User: I like to get a ticket to ShangHai.
Bot: Which day do you want to leave?
User: What is the weather like there this week?
Bot: [display the weather for user]
User: How about Tuesday?

As you can imagine, attempting to define user experience by describing behavior on all possible flows can be futile, considering the combinatorial nature of how the conversation can transition back and forth. Trying to solve this through an end-to-end pipeline is also ill-conceived, as has been pointed out in “Do not build chatbot end to end”.

Dialog annotation on types, the “wireflow” for service chatbot

The goal of all user interactions is to create an instance of function types, enabling us to call that function and deliver value to users. It is evident that a function is a composite type since it consists of parameters, which can themselves be of composite type.

To create an object conversationally, we extract values from user input for each slot (similar to input parameters in a function), a process commonly known as slot filling. The filling of a composite slot can be naturally decomposed into filling each of its individual slots. Furthermore, the filling of a single primitive slot is divided into different states, with the conversational behavior of each state defined by dialog annotations.

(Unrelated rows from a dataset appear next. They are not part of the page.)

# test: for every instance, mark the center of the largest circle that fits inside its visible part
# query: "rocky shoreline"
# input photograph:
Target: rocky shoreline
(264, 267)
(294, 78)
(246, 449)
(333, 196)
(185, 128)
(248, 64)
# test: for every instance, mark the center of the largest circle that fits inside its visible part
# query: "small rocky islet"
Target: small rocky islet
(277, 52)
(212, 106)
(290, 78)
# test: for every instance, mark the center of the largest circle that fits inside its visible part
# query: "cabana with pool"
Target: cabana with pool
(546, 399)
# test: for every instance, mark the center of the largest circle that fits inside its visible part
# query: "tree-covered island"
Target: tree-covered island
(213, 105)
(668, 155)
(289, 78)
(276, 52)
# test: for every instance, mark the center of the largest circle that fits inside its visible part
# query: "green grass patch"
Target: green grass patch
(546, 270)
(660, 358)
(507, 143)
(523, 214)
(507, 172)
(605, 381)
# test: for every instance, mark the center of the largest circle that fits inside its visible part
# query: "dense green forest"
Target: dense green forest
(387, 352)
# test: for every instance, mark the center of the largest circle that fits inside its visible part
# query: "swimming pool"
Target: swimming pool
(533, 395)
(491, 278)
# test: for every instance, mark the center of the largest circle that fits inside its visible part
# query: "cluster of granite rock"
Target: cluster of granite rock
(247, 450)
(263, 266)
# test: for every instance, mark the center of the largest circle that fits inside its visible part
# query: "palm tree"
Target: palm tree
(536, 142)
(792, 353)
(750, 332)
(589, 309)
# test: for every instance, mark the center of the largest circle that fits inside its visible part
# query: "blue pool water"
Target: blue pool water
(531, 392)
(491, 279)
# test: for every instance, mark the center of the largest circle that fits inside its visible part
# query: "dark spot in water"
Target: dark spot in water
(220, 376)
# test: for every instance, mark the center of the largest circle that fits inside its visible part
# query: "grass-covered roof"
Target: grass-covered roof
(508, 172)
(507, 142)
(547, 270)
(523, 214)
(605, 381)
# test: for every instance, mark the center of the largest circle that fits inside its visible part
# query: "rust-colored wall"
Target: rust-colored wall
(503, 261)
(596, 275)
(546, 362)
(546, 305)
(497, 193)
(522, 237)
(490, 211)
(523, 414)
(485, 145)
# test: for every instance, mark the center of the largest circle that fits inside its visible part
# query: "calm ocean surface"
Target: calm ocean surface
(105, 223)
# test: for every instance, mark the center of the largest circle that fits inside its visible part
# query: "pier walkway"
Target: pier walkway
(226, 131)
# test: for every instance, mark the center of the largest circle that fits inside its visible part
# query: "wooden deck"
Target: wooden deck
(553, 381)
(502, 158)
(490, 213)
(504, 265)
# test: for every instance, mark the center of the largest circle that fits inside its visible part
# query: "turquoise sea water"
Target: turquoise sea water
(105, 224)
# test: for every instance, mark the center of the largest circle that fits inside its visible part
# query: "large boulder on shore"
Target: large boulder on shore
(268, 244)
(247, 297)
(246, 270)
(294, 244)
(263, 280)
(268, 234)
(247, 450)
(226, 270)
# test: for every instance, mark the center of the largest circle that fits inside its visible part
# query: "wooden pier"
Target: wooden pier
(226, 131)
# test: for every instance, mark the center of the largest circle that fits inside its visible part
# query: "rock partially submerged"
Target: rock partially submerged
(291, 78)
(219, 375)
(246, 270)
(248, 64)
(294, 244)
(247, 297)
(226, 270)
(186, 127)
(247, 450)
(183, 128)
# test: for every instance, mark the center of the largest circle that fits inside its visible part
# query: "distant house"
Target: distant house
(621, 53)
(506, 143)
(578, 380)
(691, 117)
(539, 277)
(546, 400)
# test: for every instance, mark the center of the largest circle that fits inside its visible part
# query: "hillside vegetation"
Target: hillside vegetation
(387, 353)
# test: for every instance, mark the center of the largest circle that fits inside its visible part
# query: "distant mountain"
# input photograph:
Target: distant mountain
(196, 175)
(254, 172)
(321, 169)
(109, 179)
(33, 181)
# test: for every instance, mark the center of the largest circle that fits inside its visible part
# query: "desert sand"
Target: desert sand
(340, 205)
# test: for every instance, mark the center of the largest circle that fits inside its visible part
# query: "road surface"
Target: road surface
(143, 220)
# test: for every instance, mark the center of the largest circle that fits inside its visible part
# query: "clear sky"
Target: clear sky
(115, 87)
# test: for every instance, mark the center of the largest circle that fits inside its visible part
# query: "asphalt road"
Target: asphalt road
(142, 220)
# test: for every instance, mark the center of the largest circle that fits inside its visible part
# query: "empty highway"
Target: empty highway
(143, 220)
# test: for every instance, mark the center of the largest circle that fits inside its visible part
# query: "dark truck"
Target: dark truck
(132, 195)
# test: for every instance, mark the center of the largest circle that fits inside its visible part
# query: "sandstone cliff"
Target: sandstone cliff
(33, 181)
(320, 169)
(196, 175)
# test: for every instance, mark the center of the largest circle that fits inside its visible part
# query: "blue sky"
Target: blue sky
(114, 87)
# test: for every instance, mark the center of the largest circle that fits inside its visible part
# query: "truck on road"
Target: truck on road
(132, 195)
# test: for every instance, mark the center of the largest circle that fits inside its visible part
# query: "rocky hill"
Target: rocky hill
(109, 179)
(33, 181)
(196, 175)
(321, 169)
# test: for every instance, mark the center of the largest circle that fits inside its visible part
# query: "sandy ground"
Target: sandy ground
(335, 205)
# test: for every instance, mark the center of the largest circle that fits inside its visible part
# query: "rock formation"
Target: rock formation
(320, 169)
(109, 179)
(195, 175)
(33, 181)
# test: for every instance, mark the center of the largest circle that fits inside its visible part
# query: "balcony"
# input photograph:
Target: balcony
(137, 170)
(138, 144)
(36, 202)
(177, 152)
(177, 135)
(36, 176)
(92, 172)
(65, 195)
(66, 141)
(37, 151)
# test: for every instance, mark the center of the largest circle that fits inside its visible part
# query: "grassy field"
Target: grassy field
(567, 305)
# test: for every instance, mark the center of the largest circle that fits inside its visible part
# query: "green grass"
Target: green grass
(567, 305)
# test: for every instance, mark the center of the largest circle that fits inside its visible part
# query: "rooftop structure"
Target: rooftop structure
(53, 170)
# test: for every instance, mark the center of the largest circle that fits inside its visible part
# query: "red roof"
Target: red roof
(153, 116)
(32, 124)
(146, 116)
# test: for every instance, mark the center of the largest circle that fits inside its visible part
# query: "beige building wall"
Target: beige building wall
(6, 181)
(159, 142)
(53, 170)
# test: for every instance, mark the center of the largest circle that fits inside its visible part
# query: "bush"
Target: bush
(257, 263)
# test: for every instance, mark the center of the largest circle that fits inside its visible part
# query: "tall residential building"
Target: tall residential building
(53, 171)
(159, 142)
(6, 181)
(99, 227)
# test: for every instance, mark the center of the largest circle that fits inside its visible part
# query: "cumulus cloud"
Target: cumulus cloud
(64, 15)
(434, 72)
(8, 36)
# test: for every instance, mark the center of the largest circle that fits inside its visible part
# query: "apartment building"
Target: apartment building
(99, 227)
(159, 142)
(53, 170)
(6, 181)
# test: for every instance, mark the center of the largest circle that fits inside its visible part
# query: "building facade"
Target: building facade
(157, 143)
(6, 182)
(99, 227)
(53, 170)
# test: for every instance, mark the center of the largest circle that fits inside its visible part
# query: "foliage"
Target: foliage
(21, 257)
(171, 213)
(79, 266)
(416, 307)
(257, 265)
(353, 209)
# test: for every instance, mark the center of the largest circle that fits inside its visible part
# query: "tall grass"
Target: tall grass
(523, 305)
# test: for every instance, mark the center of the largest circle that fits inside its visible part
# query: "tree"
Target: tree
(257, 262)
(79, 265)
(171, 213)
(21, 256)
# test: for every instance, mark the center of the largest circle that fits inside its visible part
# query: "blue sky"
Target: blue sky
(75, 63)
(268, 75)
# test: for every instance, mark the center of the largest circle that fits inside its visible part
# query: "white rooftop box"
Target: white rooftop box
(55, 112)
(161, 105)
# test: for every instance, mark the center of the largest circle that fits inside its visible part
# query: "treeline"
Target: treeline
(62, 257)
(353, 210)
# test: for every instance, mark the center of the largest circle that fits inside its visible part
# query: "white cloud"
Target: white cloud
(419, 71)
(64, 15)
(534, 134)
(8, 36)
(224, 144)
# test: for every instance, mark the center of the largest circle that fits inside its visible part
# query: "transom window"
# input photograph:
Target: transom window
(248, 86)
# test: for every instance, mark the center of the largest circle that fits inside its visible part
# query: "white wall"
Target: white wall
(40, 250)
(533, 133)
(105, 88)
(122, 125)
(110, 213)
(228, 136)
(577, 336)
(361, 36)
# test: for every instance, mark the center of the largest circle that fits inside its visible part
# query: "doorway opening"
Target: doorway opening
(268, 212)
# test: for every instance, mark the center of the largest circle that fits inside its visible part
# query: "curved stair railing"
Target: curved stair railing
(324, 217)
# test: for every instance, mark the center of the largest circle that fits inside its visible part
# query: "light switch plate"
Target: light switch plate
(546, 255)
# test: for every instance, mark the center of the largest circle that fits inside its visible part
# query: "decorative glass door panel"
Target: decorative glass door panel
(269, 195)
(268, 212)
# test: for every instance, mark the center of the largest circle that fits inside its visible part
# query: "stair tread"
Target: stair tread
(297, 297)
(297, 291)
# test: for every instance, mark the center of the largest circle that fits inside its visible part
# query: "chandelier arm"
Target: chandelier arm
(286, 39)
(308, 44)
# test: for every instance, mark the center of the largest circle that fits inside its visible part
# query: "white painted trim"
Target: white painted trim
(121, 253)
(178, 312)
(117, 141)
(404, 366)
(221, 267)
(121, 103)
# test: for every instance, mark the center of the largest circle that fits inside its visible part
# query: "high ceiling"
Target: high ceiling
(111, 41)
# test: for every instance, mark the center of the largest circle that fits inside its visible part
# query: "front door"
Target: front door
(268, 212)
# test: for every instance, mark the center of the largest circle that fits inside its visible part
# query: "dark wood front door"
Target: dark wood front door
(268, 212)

By breaking down the definition of conversational behaviors into small components and declaratively attaching them to the type and its slot/state, a well designed runtime can conduct conversation to create the instance need to deliver the service user want, regardless of how the conversation has progressed. Since it only need to figure out how to fill the next slot based on the interaction logic defined in these annotations. For a detailed analysis, checkout interaction logic a type-based approach.

Parting words

Service chatbots allow users to access a set of services or functionalities via a conversational interface, each of such services is modeled by an skill. With a type-based approach, the conversational behavior to create instance are defined by the dialog annotation, which is attached to the types and their slots. These factorized annotations allows runtime to easily carry on a meaningful conversation for building the callable service objects, even when users’ arbitrary intent switching can result in an unseen conversation path. If you are interested in designing and building effective chatbots in a cost-effective way, OpenCUI is an implementation of type-based CUI platform.